Due to the limited expansion options available, the airport will not be able to cope with the growing demand for air traffic into Pune. Hence, a greenfield airport for the Pune metropolitan region has been proposed. The Government of Maharashtra has entrusted the responsibility to Maharashtra Airport Development Company (MADC) for executing the Pune International Airport project. Probable sites for this project had earlier included areas around Talegaon Dabhade and Saswad near Pune. An area between Chakan and Rajgurunagar, around the villages of Chandus and Shiroli was under consideration.

However, due to land acquisition issues, a new site has been proposed. This site is not very distant from the city but is near to the city limits. The greenfield airport will be located near the villages of Ambodi, Sonori, Kumbharvalan, Ekhatpur-Munjawadi, Khanwadi, Pargaon Memane, Rajewadi, Aamble, Tekwadi, Vanpuri, Udachiwadi, and Singapur near Saswad and Jejuri in Purandar taluka of Pune District in the Indian state of Maharashtra. The proposed airport in Purandar will be spread over 2,832 hectares. This airport will also boost trade from Pune and neighbouring districts as it will have its own dedicated cargo terminal. MADC requested proposals from consultants to conduct techno-economic feasibility studies, assist in obtaining the required statutory approvals and provide project management services.

In August 2020, Deputy Chief Minister Ajit Pawar told the Pune district administration to check the feasibility of developing the new Pune International Airport at an alternative site proposed by Purandar MLA Sanjay Jagtap. The MLA had proposed land acquisition at Pandeshwar, Rise, and Pise villages, instead of the seven villages in Purandar taluka which have opposed land acquisition since the project was announced in October 2016. Total land acquisition cost is expected to be ₹ 4000 crore for the existing site. If the new site gets approved, land acquisition costs are likely to be reduced.

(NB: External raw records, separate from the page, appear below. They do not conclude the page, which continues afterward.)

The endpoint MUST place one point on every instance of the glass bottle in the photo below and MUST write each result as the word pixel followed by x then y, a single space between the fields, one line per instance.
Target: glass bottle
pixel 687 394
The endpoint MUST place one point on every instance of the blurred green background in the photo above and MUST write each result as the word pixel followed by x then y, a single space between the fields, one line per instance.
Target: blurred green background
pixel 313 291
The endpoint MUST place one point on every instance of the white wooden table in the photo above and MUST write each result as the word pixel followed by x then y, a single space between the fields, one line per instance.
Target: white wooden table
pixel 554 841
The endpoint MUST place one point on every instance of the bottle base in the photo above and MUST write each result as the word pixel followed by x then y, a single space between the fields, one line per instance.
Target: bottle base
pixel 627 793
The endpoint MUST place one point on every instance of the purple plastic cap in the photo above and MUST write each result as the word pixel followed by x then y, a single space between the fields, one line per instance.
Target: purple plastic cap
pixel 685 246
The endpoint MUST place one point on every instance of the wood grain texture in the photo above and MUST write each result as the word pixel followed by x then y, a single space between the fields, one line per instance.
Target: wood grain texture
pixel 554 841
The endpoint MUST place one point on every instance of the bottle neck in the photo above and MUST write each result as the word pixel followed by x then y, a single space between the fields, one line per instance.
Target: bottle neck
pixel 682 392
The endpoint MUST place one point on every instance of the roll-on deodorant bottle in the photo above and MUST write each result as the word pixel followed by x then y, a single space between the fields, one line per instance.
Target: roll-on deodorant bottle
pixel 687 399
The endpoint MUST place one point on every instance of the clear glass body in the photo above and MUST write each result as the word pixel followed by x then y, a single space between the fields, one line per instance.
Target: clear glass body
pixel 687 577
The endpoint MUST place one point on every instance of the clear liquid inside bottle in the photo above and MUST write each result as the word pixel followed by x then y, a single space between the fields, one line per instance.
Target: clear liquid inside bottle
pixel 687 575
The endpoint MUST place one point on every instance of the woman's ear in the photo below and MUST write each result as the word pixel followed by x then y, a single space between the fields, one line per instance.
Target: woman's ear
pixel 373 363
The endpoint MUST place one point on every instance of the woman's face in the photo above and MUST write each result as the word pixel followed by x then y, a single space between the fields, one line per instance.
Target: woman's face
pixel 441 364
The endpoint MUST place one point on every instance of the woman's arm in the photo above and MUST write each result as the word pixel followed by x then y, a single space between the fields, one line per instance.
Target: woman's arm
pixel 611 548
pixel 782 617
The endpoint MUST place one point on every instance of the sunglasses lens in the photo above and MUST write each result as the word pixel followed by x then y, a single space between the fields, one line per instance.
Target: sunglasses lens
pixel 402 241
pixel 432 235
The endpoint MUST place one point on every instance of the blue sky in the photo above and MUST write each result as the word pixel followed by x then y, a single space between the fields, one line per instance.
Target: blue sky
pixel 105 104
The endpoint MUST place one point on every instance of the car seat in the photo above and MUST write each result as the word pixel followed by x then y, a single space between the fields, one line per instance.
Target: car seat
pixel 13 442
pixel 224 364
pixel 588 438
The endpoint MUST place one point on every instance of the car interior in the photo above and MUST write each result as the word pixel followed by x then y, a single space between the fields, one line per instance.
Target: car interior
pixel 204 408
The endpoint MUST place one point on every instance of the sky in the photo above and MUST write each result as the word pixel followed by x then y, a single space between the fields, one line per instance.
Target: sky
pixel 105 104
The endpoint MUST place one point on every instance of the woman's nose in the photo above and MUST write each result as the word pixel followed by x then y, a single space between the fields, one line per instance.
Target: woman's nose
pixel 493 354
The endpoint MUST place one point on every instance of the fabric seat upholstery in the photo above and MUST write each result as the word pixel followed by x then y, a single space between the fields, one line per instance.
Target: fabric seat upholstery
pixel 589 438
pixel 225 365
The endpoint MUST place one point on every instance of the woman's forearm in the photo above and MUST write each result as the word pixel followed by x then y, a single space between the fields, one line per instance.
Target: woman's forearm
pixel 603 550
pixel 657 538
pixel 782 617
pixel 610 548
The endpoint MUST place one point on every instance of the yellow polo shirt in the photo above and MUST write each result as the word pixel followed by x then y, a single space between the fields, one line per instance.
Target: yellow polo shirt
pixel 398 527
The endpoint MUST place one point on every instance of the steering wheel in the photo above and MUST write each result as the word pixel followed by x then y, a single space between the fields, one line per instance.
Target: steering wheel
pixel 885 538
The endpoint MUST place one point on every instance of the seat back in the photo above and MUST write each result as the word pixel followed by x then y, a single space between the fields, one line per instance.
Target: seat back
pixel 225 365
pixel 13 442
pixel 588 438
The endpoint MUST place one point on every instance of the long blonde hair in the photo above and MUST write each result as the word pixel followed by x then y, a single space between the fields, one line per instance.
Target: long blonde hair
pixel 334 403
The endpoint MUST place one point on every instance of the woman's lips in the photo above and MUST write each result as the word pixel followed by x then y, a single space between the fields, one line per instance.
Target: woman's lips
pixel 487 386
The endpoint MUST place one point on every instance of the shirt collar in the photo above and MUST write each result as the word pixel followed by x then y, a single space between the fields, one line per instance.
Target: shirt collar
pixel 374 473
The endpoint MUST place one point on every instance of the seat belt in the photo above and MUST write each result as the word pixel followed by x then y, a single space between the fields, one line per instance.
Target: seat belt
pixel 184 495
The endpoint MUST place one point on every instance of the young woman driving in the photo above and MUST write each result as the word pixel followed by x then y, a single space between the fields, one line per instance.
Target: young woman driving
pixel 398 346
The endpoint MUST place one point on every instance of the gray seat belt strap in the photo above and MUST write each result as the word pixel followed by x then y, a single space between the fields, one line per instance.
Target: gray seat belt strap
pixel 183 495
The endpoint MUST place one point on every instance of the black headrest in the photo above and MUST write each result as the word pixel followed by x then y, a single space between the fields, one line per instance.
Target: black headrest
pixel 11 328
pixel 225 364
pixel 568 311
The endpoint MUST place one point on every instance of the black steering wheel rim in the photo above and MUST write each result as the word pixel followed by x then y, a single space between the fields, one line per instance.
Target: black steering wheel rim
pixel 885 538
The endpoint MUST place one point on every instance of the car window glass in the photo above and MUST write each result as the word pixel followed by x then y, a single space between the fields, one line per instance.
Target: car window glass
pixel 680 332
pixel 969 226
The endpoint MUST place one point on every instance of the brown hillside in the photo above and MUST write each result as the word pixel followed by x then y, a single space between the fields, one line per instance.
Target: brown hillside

Senior officials of the Maharashtra Airport Development Company Limited (MADC) have said that shifting the site of the Purandar Airport will lead to a delay of more than two years in getting fresh approvals and carrying out surveys of the new site.

==Access==

- Pune Metro operates to Ramwadi Metro Station which is around 3 km from the terminal building.
- PMPML, which is Pune's public transport bus provider, operates feeder services connecting the terminal to Ramwadi Metro Station.
- Pre-paid taxicab and auto rickshaw services to and from the airport are available. Coach services to various key locations in Pune and private car rental services are available. PMPML also operates an airport shuttle to and from the city.